Updated: March 10, 2017

Chocolate Choux Buns

I have just made some chocolate choux buns and, whilst making the choux pastry, I decided to try whisking the eggs into the melted butter mixture using an electric hand whisk. I had picked up on the fact that this is supposed to incorporate air into the mixture as you are whisking in the eggs, resulting in a lighter pastry.

 

Having had success with these choux buns, I will now use this method when making the pastry for the religieuses and so I have amended the method for making the choux pastry in that recipe to show this (see here).

 

I like trying new ways of doing things. They don’t always work but this one certainly did.

 

Chocolate Choux Buns

 

Choux buns filled with a sweet, vanilla cream and topped with a thick coating of chocolate – what could be more heavenly?

 

Chocolate Choux Buns
Prepares: 8 choux buns
 
  • Preparation time: 35 minutes
  • Cooking time: 40 minutes

  • Ingredients
  • For the choux buns
  • 50g/2 oz butter, cut into cubes
  • 1 tbsp caster sugar/fine white sugar
  • 70g/2½ oz plain flour/cake and pastry flour
  • 
2 eggs, medium (U.K.)/large (N.A.), lightly beaten

  • For the filling
  • 284ml double cream/whipping cream
  • 1 tsp vanilla extract
  • 1 tsp caster sugar/fine white sugar

  • Topping
  • 100g/3½ oz plain chocolate/dark chocolate, broken into small pieces
  • 85g/1½ oz butter, cut into cubes


  1. Method
  2. For the choux buns
  3. Preheat the oven to 220°C/425°F/gas mark 7.

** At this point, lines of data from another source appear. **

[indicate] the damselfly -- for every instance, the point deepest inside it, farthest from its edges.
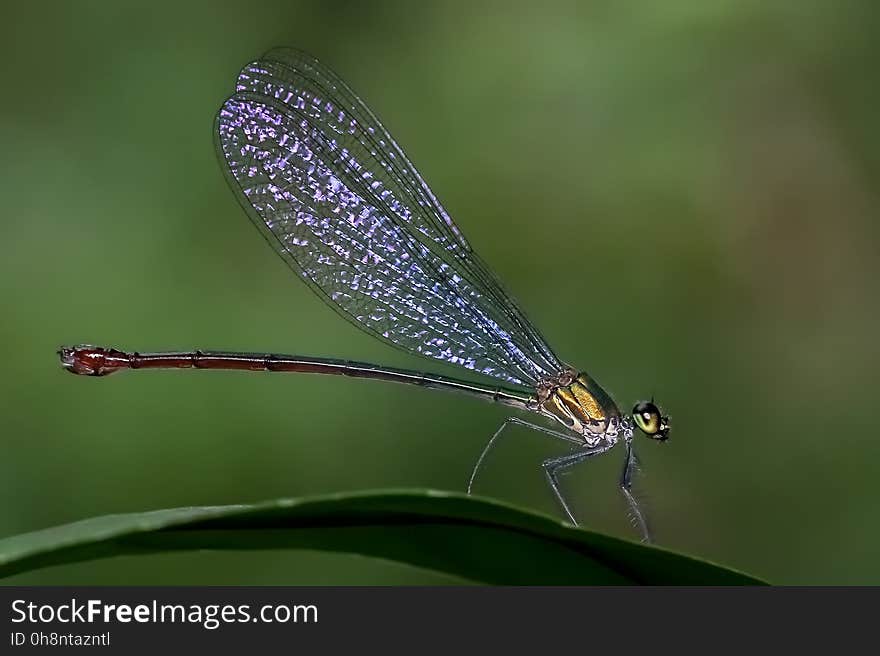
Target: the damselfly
(338, 199)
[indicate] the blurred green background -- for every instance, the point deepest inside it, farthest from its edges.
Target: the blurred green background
(682, 195)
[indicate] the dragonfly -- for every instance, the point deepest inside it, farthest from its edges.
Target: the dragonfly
(337, 198)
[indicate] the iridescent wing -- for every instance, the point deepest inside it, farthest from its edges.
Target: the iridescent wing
(338, 199)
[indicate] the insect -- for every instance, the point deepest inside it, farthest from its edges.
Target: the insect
(337, 198)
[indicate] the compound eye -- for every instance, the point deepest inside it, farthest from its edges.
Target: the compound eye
(647, 417)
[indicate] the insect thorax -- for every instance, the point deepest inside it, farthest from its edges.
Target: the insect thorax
(577, 402)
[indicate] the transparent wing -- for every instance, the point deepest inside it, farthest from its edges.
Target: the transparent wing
(338, 199)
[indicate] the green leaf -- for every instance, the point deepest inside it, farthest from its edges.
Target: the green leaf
(473, 538)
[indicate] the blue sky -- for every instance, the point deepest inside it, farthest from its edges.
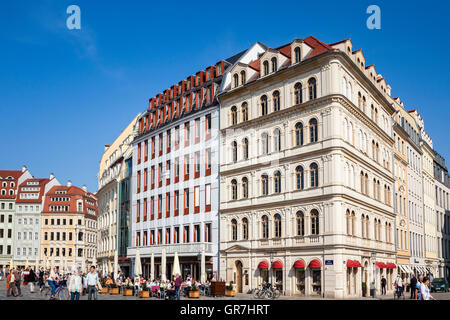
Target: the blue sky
(64, 94)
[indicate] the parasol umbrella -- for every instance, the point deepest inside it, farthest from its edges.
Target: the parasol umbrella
(176, 265)
(137, 266)
(203, 268)
(152, 267)
(163, 265)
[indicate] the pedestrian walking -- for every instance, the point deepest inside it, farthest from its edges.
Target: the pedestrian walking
(413, 283)
(425, 289)
(75, 285)
(383, 285)
(91, 282)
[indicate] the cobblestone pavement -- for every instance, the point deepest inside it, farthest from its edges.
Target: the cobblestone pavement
(27, 295)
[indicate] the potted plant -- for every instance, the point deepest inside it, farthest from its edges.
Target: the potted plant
(229, 290)
(113, 289)
(144, 293)
(104, 287)
(194, 292)
(364, 289)
(128, 290)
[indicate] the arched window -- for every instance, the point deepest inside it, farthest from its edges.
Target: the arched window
(233, 189)
(244, 110)
(312, 88)
(298, 93)
(234, 230)
(299, 134)
(264, 143)
(313, 130)
(300, 218)
(236, 80)
(233, 115)
(245, 229)
(245, 148)
(314, 171)
(300, 178)
(234, 151)
(314, 222)
(274, 64)
(266, 67)
(243, 79)
(244, 188)
(276, 101)
(277, 182)
(264, 185)
(277, 140)
(265, 227)
(297, 54)
(277, 226)
(264, 105)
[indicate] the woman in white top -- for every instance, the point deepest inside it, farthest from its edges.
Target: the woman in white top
(425, 289)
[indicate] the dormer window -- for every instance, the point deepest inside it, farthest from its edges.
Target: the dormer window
(274, 64)
(297, 54)
(266, 67)
(243, 78)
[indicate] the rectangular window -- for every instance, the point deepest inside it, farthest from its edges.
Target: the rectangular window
(208, 127)
(138, 182)
(197, 199)
(207, 197)
(153, 148)
(176, 202)
(177, 169)
(160, 206)
(177, 137)
(208, 162)
(168, 172)
(197, 130)
(208, 232)
(186, 234)
(186, 167)
(187, 134)
(167, 204)
(186, 201)
(176, 235)
(168, 141)
(145, 150)
(138, 209)
(145, 209)
(160, 144)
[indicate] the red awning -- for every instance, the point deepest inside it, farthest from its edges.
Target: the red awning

  4. First sift the flour onto a piece of baking paper.

  5. Place the butter and sugar in a heavy-based pan with 150ml/5 fl oz of water. Heat the mixture over a medium heat until the butter melts, stirring occasionally. Now bring the mixture to a rolling boil and then immediately remove from the heat. 


  6. Quickly tip in the flour and stir vigorously with a wooden spoon until the mixture forms a soft ball. Then cook over a very low heat for 3 minutes, stirring constantly. Remove from the heat and leave to cool slightly.

  7. Transfer the mixture to a mixing bowl and, using an electric whisk, gradually add the eggs, whisking well between each addition. Not all the egg may be needed. Just add enough until the mixture is smooth and shiny and of a dropping consistency. (Using an electric whisk will allow air to be incorporated into the mixture as the eggs are added.) 


  8. Sprinkle a little water over a non-stick baking sheet. (When in the oven the water will create steam which will help puff up the mixture.) Put eight large spoonfuls of the mixture onto the baking sheet, spaced evenly apart.

  9. Bake in the centre of the oven for 30 minutes or until well risen and golden brown. (Don’t open the door of the oven during the first 20 minutes of cooking.) Remove the choux buns and turn off the oven.

  10. Pierce a small hole into each choux bun with a skewer, which will allow steam to escape, then return to the oven for 10 minutes to dry out.

  11. Remove from the oven and transfer to a wire rack to cool.

  12. Topping
  13. Put the butter and half the chocolate in a heavy based pan. Melt over a medium heat, stirring frequently until smooth. Remove from the heat and add the remaining chocolate, stirring until it has melted and the mixture is of a smooth consistency. Set to one side to cool.

  14. For the filling
  15. Pour the cream into a bowl with the vanilla extract and sugar, and whisk until stiff. Cut the buns in half and fill with the cream mixture.

  16. Once the chocolate is cool, thickly coat the top of the buns.

  17. Note
  18. These are best eaten within a few hours after they have been filled. Once filled with the cream mixture, the pastry will tend to soften.